Because like most things, flexibility decreases with age, it is very important to include flexibility exercises in your daily workout regimen. In addition, a balanced diet, full of fresh fruits and vegetables and lean meats, is crucial to maintaining flexibility. And, if recommended by your physician, incorporating a nutritional supplement that supports joint health and mobility improvement can help maintain muscle flexibility as well.

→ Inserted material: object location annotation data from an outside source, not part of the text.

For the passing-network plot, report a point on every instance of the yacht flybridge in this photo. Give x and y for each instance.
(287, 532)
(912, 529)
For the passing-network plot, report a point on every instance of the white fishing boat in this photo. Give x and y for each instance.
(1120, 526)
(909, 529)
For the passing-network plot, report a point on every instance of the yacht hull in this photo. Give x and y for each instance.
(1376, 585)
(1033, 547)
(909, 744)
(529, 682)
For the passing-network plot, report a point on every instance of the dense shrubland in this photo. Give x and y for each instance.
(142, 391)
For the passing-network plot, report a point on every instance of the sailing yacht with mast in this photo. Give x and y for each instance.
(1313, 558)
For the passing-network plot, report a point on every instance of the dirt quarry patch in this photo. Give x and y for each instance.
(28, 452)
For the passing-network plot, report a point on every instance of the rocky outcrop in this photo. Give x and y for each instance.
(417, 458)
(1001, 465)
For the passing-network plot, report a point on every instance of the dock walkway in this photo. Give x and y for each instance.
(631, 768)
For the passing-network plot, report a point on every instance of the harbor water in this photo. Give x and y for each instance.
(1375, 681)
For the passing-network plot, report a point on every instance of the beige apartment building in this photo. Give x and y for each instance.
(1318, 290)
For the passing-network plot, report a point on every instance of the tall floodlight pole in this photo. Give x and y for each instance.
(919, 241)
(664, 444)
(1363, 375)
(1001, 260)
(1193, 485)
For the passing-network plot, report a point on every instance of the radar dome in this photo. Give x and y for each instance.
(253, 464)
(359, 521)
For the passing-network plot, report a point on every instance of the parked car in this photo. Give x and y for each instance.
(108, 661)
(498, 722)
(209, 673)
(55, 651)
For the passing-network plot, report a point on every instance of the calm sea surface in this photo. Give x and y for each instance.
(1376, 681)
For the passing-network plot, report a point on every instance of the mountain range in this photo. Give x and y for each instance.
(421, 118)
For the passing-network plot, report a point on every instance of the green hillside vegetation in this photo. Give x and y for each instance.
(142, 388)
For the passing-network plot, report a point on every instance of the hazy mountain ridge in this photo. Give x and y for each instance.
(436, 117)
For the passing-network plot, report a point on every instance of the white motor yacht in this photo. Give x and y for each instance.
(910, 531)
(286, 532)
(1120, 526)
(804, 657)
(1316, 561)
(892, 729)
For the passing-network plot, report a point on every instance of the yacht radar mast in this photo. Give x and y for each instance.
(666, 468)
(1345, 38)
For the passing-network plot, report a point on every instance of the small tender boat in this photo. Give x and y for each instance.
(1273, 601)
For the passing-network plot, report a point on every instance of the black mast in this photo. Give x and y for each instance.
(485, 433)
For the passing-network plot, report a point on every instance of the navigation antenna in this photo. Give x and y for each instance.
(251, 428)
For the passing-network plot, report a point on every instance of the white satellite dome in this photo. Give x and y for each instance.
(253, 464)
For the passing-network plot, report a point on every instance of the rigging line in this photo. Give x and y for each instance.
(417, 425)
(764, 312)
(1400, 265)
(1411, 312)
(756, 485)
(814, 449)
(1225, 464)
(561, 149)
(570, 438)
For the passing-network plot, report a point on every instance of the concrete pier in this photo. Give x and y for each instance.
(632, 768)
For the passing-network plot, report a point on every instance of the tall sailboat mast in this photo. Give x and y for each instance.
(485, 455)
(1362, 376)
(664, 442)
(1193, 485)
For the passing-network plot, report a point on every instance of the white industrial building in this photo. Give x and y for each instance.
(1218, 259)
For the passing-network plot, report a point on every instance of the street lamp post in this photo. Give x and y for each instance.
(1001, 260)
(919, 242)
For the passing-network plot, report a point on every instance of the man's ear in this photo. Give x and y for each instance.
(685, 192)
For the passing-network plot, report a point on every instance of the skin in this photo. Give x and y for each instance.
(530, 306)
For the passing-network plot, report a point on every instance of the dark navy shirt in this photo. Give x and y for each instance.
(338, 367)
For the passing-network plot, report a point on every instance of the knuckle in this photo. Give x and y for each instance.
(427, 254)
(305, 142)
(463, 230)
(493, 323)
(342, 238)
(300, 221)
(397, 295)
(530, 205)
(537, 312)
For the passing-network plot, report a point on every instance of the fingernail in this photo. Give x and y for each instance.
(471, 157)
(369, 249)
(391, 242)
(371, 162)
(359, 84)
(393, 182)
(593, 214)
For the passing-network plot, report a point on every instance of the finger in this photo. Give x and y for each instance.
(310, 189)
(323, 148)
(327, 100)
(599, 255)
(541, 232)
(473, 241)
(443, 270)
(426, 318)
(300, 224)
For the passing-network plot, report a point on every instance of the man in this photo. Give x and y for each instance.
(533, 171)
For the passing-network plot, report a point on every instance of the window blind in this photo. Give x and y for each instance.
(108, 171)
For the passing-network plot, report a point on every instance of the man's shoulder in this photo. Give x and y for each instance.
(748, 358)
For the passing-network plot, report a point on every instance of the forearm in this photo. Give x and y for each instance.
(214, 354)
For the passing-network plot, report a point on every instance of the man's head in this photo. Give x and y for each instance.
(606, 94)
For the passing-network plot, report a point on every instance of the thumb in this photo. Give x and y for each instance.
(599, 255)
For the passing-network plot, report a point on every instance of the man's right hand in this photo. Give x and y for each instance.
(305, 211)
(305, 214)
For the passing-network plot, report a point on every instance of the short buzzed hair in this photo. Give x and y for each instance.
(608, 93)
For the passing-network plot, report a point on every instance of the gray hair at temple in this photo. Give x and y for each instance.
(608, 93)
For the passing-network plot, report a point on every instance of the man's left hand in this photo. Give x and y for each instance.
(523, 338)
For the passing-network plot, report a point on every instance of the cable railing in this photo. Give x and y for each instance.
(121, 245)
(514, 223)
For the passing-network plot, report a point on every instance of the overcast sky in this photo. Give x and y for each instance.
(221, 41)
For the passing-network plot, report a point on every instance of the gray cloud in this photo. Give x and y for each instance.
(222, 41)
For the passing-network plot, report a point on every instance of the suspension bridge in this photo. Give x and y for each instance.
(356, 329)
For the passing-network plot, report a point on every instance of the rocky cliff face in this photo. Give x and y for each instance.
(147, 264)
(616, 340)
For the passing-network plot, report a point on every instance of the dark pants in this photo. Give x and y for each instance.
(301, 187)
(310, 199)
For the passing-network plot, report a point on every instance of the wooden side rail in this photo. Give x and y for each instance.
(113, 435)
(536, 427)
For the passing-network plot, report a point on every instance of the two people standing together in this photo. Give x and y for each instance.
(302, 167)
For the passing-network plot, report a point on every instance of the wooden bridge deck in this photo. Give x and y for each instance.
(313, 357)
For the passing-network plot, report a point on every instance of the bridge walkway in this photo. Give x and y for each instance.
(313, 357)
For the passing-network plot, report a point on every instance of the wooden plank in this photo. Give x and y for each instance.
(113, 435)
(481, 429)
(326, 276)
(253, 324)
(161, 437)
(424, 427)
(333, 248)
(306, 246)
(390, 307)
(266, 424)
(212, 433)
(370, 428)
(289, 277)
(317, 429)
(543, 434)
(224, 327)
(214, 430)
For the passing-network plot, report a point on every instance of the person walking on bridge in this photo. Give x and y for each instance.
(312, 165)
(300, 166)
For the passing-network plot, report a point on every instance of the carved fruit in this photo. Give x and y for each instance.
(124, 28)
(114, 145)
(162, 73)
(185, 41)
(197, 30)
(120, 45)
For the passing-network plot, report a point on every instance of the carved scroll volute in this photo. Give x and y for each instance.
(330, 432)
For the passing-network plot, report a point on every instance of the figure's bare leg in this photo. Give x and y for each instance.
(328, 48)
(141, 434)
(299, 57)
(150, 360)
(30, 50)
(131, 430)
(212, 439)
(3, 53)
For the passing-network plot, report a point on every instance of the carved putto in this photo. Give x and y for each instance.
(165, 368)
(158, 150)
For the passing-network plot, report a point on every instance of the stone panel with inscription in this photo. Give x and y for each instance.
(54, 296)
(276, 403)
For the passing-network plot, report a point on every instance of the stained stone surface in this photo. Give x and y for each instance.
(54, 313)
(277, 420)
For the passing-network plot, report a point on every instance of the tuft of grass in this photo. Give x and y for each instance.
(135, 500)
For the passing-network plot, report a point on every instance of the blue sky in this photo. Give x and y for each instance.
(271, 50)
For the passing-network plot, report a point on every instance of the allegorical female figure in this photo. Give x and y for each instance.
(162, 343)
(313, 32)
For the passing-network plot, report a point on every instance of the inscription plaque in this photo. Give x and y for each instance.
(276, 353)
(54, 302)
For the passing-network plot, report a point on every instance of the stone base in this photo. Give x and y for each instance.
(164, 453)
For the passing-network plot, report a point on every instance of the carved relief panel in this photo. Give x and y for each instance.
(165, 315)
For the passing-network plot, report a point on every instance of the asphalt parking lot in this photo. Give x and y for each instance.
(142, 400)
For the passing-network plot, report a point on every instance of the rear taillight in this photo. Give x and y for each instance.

Exercises that promote flexibility are in a group of four cornerstone movements (along with those that improve endurance, strength, and balance) that you should probably work on. That stiffness can be alleviated with, for example, stretching exercises that target hips, legs, shoulders, your neck, your back … anywhere. Yoga can help, too. Be sure to take it easy, though, and never stretch so far that it hurts.
Staying mentally sharp as you age may have more to do with working out than working on mental fitness games! Studies have also shown that physical fitness not only helps with your aging body, but with your aging mind as well. People who stay physically active as they age often tend to have larger brains than those who have avoided doing any exercise at all over the years.
The brain typically shrinks in late adulthood, and this shrinkage is believed to play a role in age-related memory decline. This newer research is the latest to suggest that exercise is good for the brain as well as the body. “It is pretty clear that exercise is one of the most potent things we can do to protect our brains as we age,” says University of Pittsburgh exercise and aging researcher Kirk Erickson, PhD, who was not involved with the study.